“He said ‘who the fuck are you?” so I said, “I’m the bass player”. And all he said was “Well, we’ll see about that, won’t we?” When Tubby Hayes arrived at the Hopbine, Wembley’s popular jazz pub, one evening in the spring of 1965, his career was in a state of flux; still topping polls and casting an impressive shadow over the British jazz scene, he nevertheless remained frustrated. The elongated free-flights of John Coltrane and Sonny Rollins now held his fascination and although actively searching for musicians who matched this enthusiasm he was drawing blank after blank. Yet on this night a young bassist, just turned twenty-one, unexpectedly caught his attention with playing as precocious as it was inventive.
Then a sideman with the mainstream Alex Welsh band Ron Mathewson had been booked to ‘dep’ for Hopbine’s regular bassman Len Skeat, and knew full well how demanding Hayes could be. But on this night, he ticked every box the saxophonist could imagine – time, taste, tone, but above all a driving swing that might otherwise have been simply another backroom boozer blow into a session for the ages. And it was caught on tape too, Mathewson treasuring a reel which captured a genuine moment of UK jazz history. Oft-bootlegged and commercially issued in incomplete form back in 2005 (an album long since out of print) this historic set now receives the characteristic Jazz In Britain treatment in this new limited edition deluxe double-CD release.

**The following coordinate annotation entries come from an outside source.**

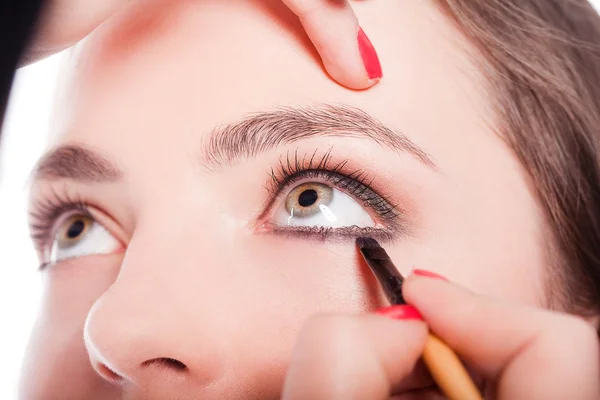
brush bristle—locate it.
[356,237,381,249]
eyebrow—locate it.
[33,104,436,183]
[201,104,437,169]
[33,144,123,183]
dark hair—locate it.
[437,0,600,315]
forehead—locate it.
[51,0,487,166]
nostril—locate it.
[97,363,123,382]
[142,357,187,371]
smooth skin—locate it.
[24,0,379,89]
[22,0,600,400]
[283,275,600,400]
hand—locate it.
[25,0,382,89]
[283,275,600,400]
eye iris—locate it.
[56,215,93,248]
[66,219,85,239]
[285,182,333,217]
[298,189,319,207]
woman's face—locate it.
[22,0,548,399]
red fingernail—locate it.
[412,269,448,281]
[358,27,383,79]
[375,304,423,321]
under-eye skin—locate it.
[258,150,405,241]
[30,188,123,269]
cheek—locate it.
[20,256,121,400]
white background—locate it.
[0,0,600,399]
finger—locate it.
[283,315,427,400]
[403,277,600,399]
[283,0,383,89]
[23,0,132,64]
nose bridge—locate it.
[84,208,235,385]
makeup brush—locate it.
[356,237,483,400]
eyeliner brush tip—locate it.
[356,237,381,249]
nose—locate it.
[84,231,229,398]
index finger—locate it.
[403,277,600,399]
[283,0,383,89]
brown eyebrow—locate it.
[201,104,437,169]
[33,104,436,183]
[33,145,123,183]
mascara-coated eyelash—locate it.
[262,149,402,230]
[29,191,93,252]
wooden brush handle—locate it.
[423,333,483,400]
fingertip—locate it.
[324,26,383,90]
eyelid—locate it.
[257,149,405,231]
[29,191,129,262]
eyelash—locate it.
[29,191,93,252]
[29,149,404,252]
[259,149,403,240]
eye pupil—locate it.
[67,219,85,239]
[298,189,319,207]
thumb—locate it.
[283,0,383,89]
[282,306,427,400]
[403,275,600,399]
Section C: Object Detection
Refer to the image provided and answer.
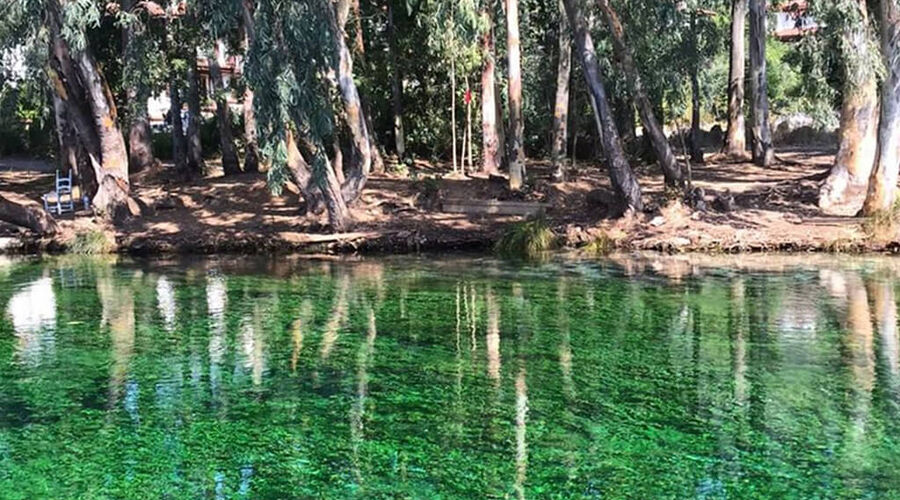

Featuring all the music taped that night – including two explosive encounters between Hayes and fellow tenor (and Hopbine host) Tommy Whittle – newly transferred and restored from the original tape reel and complete with an extensive booklet note by Hayes’ biographer saxophonist Simon Spillett, this is the definitive issue of this material, issued to mark the milestone of fifty years since Tubby Hayes’ death.